Datafuse is an open source **elastic** and **reliable** cloud warehouse, it offers blazing fast query and combines elasticity, simplicity, low cost of the cloud, built to make the Data Cloud easy.
Datafuse design principles:
1. **Elastic** In Datafuse, storage and compute resources can dynamically scale up and down on demand.
2. **Secure** All data files and network traffic in Datafuse is encrypted end-to-end, and provide Role Based Access Control in SQL level.
3. **User-friendly** Datafuse is an ANSI SQL compliant cloud warehouse, it is easy for data scientist and engineers to use.
4. **Cost-efficient** Datafuse processes queries with high performance, and the user only pays for what is actually used.
## Design Overview

Datafuse consists of three components: `meta service` layer, and the decoupled `compute` and `storage` layers.
### Meta Service Layer
The meta service is a layer to service multiple tenants.
In current implementation, the meta service has components:
* **Metadata** - Which manages all metadata of databases, tables, clusters, the transaction, etc.

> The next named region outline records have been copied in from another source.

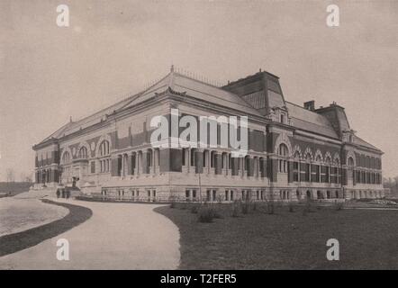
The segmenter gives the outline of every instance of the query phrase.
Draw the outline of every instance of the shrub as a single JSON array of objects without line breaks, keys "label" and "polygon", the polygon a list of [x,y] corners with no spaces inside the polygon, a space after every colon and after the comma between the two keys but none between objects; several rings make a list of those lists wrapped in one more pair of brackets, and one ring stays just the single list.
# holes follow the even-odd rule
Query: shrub
[{"label": "shrub", "polygon": [[275,202],[274,201],[270,200],[270,201],[267,201],[267,214],[274,214],[275,213]]},{"label": "shrub", "polygon": [[211,223],[215,218],[214,209],[212,207],[203,207],[199,210],[198,220],[202,223]]},{"label": "shrub", "polygon": [[199,205],[196,204],[192,205],[191,213],[197,214],[198,212],[199,212]]},{"label": "shrub", "polygon": [[342,209],[344,208],[344,202],[338,202],[338,201],[336,200],[336,201],[334,202],[333,206],[334,206],[334,209],[335,209],[336,211],[340,211],[340,210],[342,210]]},{"label": "shrub", "polygon": [[303,215],[306,215],[308,212],[312,212],[312,202],[310,198],[307,198],[307,201],[305,202],[304,208],[303,209]]},{"label": "shrub", "polygon": [[248,214],[249,213],[249,202],[245,201],[241,203],[241,209],[242,209],[242,214]]}]

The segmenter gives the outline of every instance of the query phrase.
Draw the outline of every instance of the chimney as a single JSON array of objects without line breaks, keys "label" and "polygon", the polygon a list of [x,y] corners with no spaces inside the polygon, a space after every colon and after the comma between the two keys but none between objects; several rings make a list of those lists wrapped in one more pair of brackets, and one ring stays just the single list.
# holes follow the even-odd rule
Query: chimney
[{"label": "chimney", "polygon": [[314,111],[315,110],[315,101],[311,100],[311,101],[304,102],[304,108],[307,110],[310,110],[310,111]]}]

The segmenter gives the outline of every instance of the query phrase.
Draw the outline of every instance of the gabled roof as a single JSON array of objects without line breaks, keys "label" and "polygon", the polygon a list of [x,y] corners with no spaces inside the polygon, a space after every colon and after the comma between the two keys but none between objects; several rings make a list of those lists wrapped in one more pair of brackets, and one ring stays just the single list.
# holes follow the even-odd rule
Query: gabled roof
[{"label": "gabled roof", "polygon": [[292,117],[293,126],[301,130],[339,139],[336,130],[329,120],[323,115],[287,101],[286,107],[289,111],[289,116]]},{"label": "gabled roof", "polygon": [[153,97],[157,93],[159,94],[165,92],[168,89],[168,87],[170,87],[173,91],[185,93],[186,95],[197,98],[199,100],[204,100],[225,107],[241,111],[242,114],[254,114],[261,116],[258,111],[254,109],[249,104],[245,102],[240,96],[213,85],[190,78],[172,70],[166,76],[146,90],[132,94],[88,117],[85,117],[77,122],[68,122],[41,141],[39,144],[43,143],[51,138],[58,139],[63,137],[64,135],[69,135],[73,132],[78,131],[81,129],[96,124],[102,120],[104,120],[106,115],[122,109],[132,107]]},{"label": "gabled roof", "polygon": [[237,94],[174,71],[122,108],[134,106],[152,97],[155,93],[164,92],[168,87],[175,92],[185,93],[187,96],[240,111],[244,114],[262,116],[258,110]]},{"label": "gabled roof", "polygon": [[381,150],[378,148],[376,148],[375,146],[373,146],[372,144],[366,142],[366,140],[364,140],[363,139],[357,137],[357,135],[354,135],[352,140],[353,140],[354,144],[357,144],[357,145],[359,145],[359,146],[363,146],[363,147],[366,147],[366,148],[371,148],[371,149],[375,149],[375,150],[377,150],[377,151],[381,152]]}]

* **Administration** Which stores user info, user management, access control information, usage statistics, etc.
* **Security** Which performs authorization and authentication to protect the privacy of users' data.
### Compute Layer
The compute layer is the clusters that running computing workloads, each cluster have many nodes, each node has components:
* **Planner** - Builds execution plan from the user's SQL statement.
* **Optimizer** - Optimizer rules like predicate push down or pruning of unused columns.

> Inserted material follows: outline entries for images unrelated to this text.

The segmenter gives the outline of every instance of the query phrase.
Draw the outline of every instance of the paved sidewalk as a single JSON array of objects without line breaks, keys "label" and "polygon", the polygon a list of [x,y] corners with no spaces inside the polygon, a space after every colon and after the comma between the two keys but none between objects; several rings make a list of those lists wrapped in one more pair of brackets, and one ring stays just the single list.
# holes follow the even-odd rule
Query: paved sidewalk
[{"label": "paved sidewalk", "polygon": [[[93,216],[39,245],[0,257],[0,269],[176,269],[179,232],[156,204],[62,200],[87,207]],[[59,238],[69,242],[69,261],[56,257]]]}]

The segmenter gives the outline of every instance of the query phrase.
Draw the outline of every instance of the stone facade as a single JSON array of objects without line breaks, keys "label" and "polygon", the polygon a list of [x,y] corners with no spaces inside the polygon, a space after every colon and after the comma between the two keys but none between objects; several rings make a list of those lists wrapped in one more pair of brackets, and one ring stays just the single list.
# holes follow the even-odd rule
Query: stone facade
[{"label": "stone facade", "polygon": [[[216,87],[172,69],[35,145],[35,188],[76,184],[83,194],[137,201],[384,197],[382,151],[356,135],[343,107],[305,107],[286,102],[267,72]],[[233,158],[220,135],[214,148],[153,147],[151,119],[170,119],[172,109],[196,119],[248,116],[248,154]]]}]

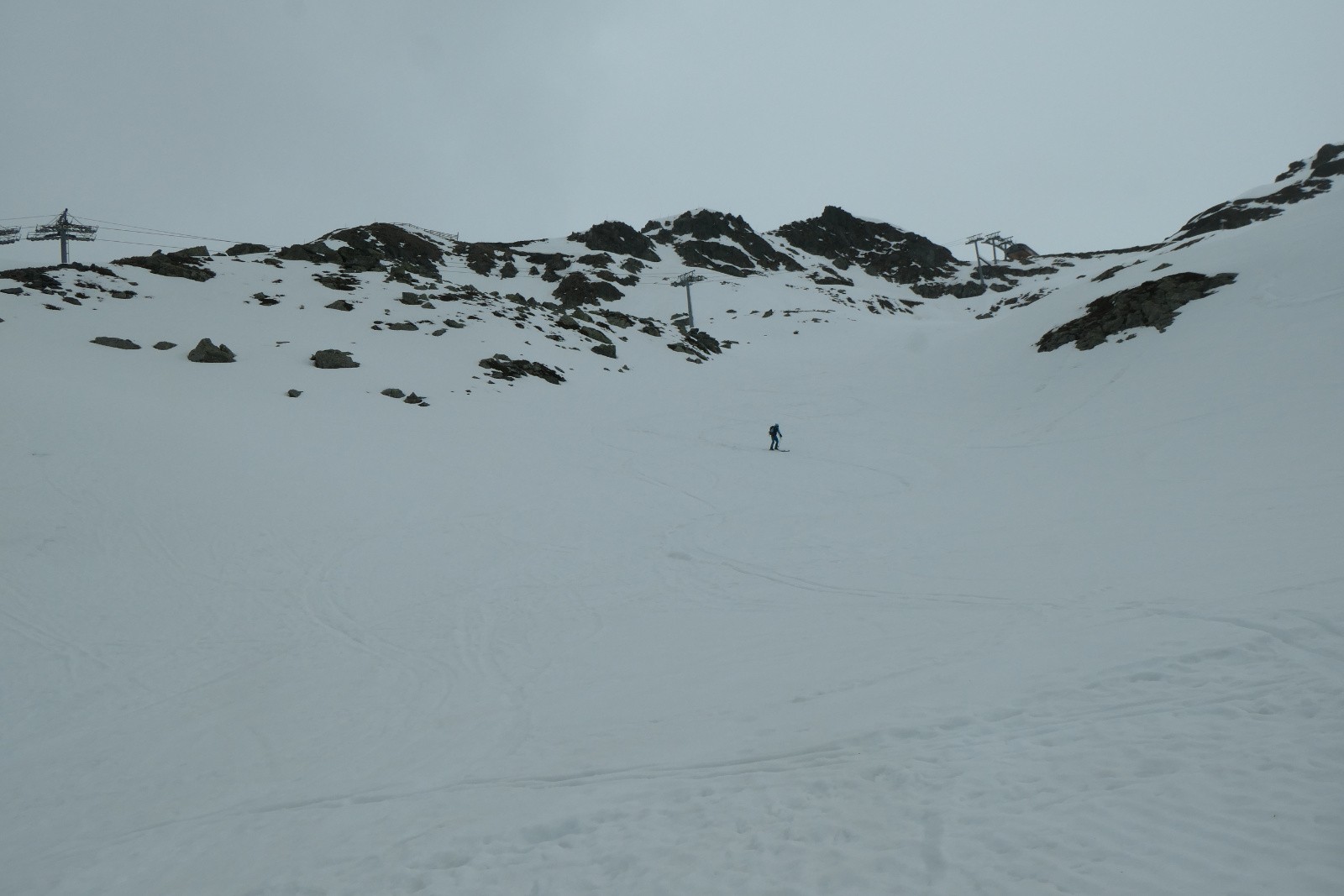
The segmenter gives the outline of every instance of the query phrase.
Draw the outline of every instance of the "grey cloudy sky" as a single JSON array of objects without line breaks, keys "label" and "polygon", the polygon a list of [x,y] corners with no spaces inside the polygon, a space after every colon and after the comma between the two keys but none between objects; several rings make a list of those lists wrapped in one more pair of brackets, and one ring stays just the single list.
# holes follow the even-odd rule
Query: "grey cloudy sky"
[{"label": "grey cloudy sky", "polygon": [[[1106,249],[1344,141],[1340,0],[0,0],[0,218],[271,244],[839,204]],[[149,251],[110,239],[199,242],[75,259]]]}]

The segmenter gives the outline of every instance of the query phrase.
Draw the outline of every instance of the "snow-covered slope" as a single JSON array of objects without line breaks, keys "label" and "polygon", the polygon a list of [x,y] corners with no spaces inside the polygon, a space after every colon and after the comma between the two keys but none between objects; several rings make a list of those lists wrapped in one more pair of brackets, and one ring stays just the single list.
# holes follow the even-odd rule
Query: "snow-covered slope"
[{"label": "snow-covered slope", "polygon": [[694,218],[0,283],[5,892],[1337,892],[1337,183],[982,293]]}]

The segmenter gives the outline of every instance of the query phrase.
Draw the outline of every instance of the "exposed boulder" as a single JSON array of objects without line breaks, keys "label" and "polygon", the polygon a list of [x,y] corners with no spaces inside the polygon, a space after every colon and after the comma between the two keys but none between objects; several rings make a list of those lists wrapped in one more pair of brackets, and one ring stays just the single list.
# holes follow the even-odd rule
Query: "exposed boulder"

* **Processors** - Vector-based query execution pipeline, which is build by planner instructions.
* **Cache** - Caching Data and Indexes based on the version.
Many clusters can attach the same database, so they can serve the query in parallel by different users.
### Storage Layer
Datafuse stores data in an efficient, columnar format as Parquet files.
For efficient pruning, Datafuse also creates indexes for each Parquet file to speed up the queries.
## Getting Started
* [Quick Start](https://datafuse.rs/overview/building-and-running/)
* [Whitepapers](https://datafuse.rs/overview/architecture/)
* [Performance](https://datafuse.rs/overview/performance/)
* [CLI Design](https://datafuse.rs/rfcs/cli/0001-cli-design/)
* [Contributing](https://datafuse.rs/development/contributing/)
* [Datafuse Weekly](https://datafuselabs.github.io/weekly/)
## Roadmap
Datafuse is currently in **Alpha** and is not ready to be used in production, [Roadmap 2021](https://github.com/datafuselabs/datafuse/issues/746)
## License
Datafuse is licensed under [Apache 2.0](LICENSE).